China must speed up market-based financial reforms to contain wild growth in shadow financing as well as the mounting risks stemming from the sector, a government think tank said in a report on Monday. Shadow banking traditionally includes activities such as pawnbroking and peer-to-peer lending but now embraces vast off-balance sheet guarantees and loans in the banking system.
China needs a more liberalised interest rate regime and a unified bond market to prevent borrowers and investors from rushing to the opaque shadow banking system for new funding and higher returns, said the report made by the Chinese Academy of Social Sciences (CASS), a top government think tank.
"Chinese government must step up a series of financial reforms in the near future to crimp the incentives for the blind and explosive expansion of shadow banking system," said Zhang Ming, a researcher at CASS. China had made the initial effort last June to ease its grip on bank deposit and lending rates, but there are rising calls for a more liberalised interest rate to fully reflect market forces.
Meanwhile, China's bond market is fragmented into three parts due to rivalry among ministerial bodies, which has reduced the financing efficiency of the regular capital market and led to swelling shadow banking activities. The report said there is no evidence of a looming systemic risks in the shadow banking system, as the structures of those finance products are relatively simple and the leverage ratio being involved remains at a low level.
"So far, only some trust products show the premature shape of securitisation and China's shadow financing is much less complicated compared to the western countries," Zhang added. But it added that liquidity and default risks are indeed building up in the sector due to maturity mismatch between long-term assets of borrowers and short-term funding from investors.

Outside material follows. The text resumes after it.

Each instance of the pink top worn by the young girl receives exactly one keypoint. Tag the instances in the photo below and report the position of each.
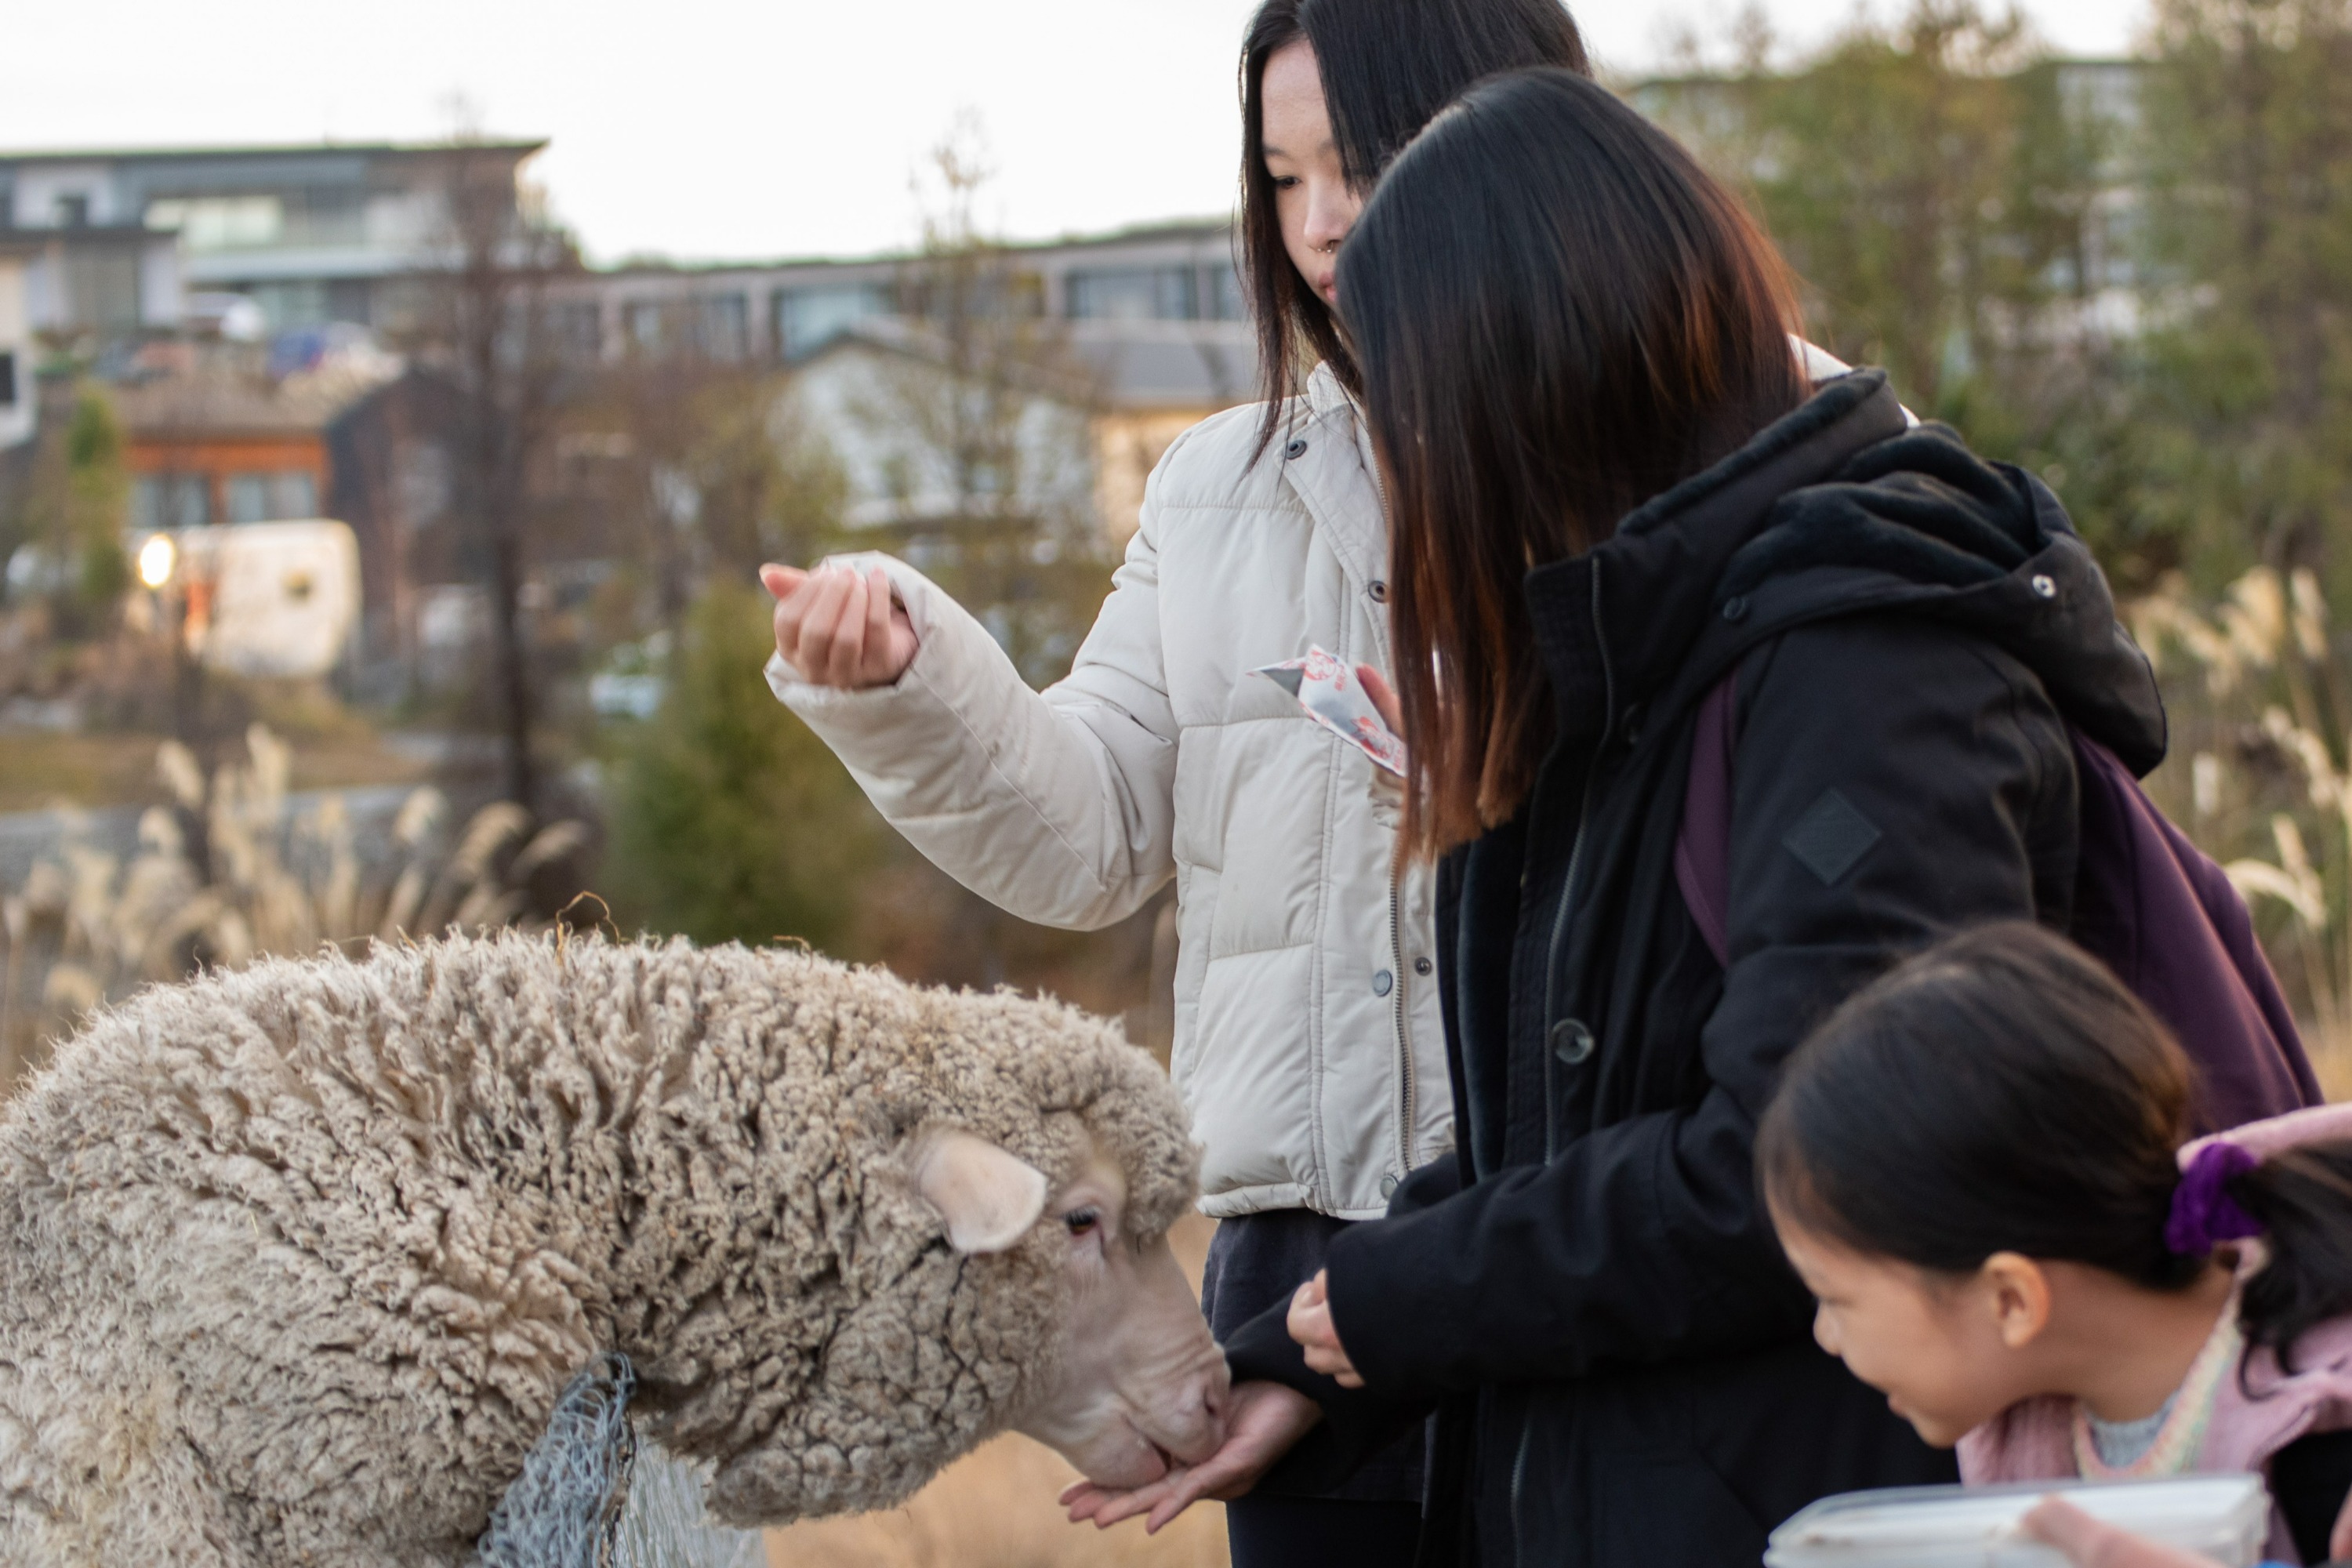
(2036, 1440)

Chinese banks and other financial institutions tend to sell short-term finance products to provide funding for longer-term projects, such as infrastructure and property assets, leaving issuers to sell new products to roll over the debt and increase delinquency risks, analysts said. China's shadow credit channels have ballooned over the past years, in part for banks to skirt around lending rules and for investors to seek higher returns for their savings, with much of them going to regulator's unwanted sectors, such as local government financing vehicles and property developers.
The fast growth has fuelled concern that some products may have been spun off from risky investments. Despite the downside risks to the entire financial sector, the report also affirmed the positive role played by shadow banking system in supporting the growth of real economy, as it provides funding for cash-strapped smaller firms and upstart enterprises that banks usually try to avoid.
Li Yang, the vice president of CASS also said in a seminar last week that such a positive effect determined regulator's attitude to help guide a healthier development of shadow financing rather than to stifle it. "The regulators' intention is to better govern the shadow banking system to enable it serve the real economy well but not to kill it," he added. China's banking watchdog has unveiled a series of measures to improve supervision on the sprawling shadow banking system, including finance products sold through banks.
Global rating agencies have also warned of growing risks in the sector, considering the fast expansion and lack of transparency. Ratings agency S&P estimated that outstanding Chinese shadow banking credit totalled $3.7 trillion by the end of 2012, equal to 34 percent of on-balance-sheet loans and 44 percent of GDP. Fitch has cut China's long-term local currency credit rating to A-plus from AA-minus, citing risks from the rapid expansion of shadow banking activities.